Immunotherapy has already become a novel treatment strategy for OC [34]. Compared to melanoma, bladder cancer, and breast cancer, the effect of immunotherapy in OC is still modest, most likely due to indolent anticancer immunity [35]. Hamanishi et al. [36] reported the best overall response rate in 20 assessable patients treated with nivolumab was 15%. The combination of nivolumab and ipilimumab in EOC produced a higher remission rate and a longer PFS, but it was limited [37]. Recently, a Phase III clinical trial also showed that OC patients didn’t obtain a significant benefit in immunotherapy [38]. It is necessary to select the population with higher sensitive to immunotherapy. Our results suggested that the distribution of immune-related genes was significantly different in the different risk groups. Patients with low-risk have a higher infiltration level of immune cells including CD4+ T cells and CD8+ T cells, which might have higher immunogenicity and more suitable for immunotherapy. Consistent with the previous researches, we found that an abundance of CD4+ T cells and CD8+ T cells could play an important role in immunotherapeutic response [39,40,41]. It is concerned that due to the immunotherapy as a monotherapy have the unsatisfactory results, accumulated evidence indicates the clinical efficacy of combining appropriate dose of chemotherapies with ICIs [42]. It is necessary to explore the combination of immunotherapy and chemotherapy or PARP inhibitors in OC [43, 44]. Our predictive signature can be used to analyze the sensitivity of chemotherapy and immunotherapy in different risk groups, which may provide a potential possibility for the combination of these two kinds of therapy strategies in OC.
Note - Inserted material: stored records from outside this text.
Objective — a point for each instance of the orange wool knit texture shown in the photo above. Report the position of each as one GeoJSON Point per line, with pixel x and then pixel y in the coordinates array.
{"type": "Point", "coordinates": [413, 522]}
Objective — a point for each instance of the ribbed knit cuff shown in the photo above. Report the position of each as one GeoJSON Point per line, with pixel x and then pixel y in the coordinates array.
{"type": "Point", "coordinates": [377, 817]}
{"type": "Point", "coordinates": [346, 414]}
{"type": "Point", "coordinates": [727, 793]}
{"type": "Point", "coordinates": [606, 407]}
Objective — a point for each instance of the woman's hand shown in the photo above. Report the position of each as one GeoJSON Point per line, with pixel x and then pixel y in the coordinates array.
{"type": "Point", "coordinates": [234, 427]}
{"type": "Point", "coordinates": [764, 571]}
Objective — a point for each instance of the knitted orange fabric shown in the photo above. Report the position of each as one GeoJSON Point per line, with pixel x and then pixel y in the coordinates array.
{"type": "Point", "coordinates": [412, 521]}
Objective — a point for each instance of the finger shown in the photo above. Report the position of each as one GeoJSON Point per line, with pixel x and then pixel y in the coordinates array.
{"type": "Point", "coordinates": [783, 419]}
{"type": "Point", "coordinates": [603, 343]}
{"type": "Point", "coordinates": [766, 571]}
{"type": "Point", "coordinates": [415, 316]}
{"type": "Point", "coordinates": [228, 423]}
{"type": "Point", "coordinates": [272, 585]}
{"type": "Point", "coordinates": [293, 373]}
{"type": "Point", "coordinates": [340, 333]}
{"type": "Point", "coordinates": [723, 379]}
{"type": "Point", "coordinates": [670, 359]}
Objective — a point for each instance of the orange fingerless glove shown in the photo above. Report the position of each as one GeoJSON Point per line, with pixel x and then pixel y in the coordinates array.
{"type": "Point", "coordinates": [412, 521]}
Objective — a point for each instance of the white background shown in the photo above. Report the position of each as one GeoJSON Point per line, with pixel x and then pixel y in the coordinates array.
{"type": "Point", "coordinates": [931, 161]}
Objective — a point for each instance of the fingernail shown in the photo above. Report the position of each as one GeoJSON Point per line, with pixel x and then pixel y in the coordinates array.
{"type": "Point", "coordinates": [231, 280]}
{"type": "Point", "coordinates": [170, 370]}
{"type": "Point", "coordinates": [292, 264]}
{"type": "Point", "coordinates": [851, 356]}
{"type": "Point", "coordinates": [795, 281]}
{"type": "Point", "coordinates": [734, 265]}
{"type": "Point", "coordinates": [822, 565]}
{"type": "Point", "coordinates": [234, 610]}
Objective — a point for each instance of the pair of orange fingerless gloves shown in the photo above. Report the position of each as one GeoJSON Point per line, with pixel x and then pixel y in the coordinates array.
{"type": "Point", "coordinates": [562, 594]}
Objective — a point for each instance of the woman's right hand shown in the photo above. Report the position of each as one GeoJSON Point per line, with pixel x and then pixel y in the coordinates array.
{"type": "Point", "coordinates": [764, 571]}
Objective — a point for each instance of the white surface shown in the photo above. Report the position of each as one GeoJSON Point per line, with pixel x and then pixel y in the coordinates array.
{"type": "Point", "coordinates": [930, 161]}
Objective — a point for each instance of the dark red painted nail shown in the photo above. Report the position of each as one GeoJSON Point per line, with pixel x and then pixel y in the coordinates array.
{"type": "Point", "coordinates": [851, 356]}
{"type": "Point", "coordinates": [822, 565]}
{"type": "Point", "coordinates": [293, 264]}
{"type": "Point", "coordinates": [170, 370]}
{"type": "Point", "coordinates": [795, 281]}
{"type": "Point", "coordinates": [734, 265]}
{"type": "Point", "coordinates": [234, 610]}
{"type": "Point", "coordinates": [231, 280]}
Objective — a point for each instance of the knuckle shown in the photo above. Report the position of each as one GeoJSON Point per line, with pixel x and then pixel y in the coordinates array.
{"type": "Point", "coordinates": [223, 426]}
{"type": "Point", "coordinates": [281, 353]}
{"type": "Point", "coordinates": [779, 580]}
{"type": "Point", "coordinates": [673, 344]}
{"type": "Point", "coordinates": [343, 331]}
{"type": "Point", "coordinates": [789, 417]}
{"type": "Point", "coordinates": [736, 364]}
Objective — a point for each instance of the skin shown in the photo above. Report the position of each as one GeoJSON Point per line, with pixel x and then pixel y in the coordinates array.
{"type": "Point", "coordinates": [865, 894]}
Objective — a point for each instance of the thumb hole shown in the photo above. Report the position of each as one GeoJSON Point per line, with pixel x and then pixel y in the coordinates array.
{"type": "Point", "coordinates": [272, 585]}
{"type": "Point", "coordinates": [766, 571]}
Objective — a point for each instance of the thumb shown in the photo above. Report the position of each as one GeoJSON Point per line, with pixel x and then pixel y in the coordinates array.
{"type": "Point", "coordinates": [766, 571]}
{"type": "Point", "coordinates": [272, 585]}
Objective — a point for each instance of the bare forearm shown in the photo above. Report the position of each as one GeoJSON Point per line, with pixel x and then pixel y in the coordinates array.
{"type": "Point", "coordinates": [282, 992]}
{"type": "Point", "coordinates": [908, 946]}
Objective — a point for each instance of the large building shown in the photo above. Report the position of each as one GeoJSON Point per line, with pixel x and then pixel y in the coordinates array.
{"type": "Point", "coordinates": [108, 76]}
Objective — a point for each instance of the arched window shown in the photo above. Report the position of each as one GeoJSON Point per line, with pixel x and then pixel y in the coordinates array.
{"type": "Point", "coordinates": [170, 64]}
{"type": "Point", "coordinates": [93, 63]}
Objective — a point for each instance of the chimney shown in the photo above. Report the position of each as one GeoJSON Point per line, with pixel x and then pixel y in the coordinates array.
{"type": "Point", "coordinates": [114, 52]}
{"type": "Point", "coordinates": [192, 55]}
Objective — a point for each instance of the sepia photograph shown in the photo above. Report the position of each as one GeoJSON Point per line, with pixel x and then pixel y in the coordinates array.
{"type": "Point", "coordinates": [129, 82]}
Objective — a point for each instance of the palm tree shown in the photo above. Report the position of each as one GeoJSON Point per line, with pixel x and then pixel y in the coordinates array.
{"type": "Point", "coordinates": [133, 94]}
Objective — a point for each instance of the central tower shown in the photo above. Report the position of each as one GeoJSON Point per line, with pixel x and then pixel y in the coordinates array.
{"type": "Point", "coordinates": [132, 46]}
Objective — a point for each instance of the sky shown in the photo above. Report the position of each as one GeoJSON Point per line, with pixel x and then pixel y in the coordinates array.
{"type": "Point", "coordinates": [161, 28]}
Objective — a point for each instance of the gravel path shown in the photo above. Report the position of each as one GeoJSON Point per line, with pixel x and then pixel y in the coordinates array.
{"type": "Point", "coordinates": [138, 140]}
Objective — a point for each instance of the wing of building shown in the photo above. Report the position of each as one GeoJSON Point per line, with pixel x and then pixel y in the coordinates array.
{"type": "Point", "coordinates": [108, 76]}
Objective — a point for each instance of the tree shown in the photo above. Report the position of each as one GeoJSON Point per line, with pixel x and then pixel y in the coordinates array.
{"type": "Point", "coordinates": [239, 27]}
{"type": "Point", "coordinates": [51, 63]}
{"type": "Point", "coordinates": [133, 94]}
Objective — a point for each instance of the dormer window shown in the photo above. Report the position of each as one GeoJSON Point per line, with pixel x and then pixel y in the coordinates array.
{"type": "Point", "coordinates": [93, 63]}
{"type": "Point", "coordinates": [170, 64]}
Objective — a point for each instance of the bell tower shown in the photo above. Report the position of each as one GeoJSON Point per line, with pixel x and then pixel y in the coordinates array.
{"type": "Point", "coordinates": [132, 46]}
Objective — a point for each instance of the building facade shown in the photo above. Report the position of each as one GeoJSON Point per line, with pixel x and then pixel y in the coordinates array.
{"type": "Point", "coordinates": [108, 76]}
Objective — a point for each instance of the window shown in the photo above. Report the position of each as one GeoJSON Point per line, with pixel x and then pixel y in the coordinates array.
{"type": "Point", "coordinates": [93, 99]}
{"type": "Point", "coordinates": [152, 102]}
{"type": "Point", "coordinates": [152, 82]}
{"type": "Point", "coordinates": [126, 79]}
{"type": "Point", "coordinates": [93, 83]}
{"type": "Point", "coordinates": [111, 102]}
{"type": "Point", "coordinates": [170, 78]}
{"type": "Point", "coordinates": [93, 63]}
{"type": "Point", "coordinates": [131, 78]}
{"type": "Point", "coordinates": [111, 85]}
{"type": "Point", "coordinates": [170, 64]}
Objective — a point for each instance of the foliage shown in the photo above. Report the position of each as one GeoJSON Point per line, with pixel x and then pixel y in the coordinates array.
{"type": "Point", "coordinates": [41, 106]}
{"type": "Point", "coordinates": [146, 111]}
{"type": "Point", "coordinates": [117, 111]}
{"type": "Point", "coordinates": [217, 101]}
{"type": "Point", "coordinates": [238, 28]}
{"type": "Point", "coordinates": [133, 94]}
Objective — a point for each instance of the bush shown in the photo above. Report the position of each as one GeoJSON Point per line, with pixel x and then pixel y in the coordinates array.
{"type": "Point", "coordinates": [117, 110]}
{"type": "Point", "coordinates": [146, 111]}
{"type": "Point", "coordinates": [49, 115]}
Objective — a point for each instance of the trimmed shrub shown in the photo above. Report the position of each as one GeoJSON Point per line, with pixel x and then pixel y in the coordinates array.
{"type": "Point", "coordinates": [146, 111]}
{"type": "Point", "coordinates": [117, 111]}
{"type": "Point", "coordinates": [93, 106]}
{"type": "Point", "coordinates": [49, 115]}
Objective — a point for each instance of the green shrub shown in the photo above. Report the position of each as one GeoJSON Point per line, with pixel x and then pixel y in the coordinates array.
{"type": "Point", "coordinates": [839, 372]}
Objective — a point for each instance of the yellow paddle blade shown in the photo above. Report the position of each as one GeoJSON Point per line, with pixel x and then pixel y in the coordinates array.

Due to the differences in gene expression levels of different patients, external validation was necessary to the predictive signatures based on the exact gene expression. Our signature was constructed based on the relative expression on lncRNAs pairs, which can avoid the errors caused by the difference of gene expression level to the greatest extent. Nevertheless, there are still some limitations in the study. Firstly, the data set was relatively scarce because the original data we used only included TCGA and GTEx database. Secondly, even we confirmed the signature by various methods, the signature was still lack of the external verification to make it more convince. Finally, we hope to expand our clinical sample size, through further work to improve our model and determine its clinical value.

Conclusions

In conclusion, we successfully constructed a novel predictive signature on the basis of DEirlncRNA pairs, which could predict the prognosis, chemotherapy sensitivity of OC patients, as well as help to distinguish the patients who can benefit from immunotherapy. We hope that this signature can be applied on predicting the survival of OC patients, also have influence on guiding immunotherapy and chemotherapy management in the future.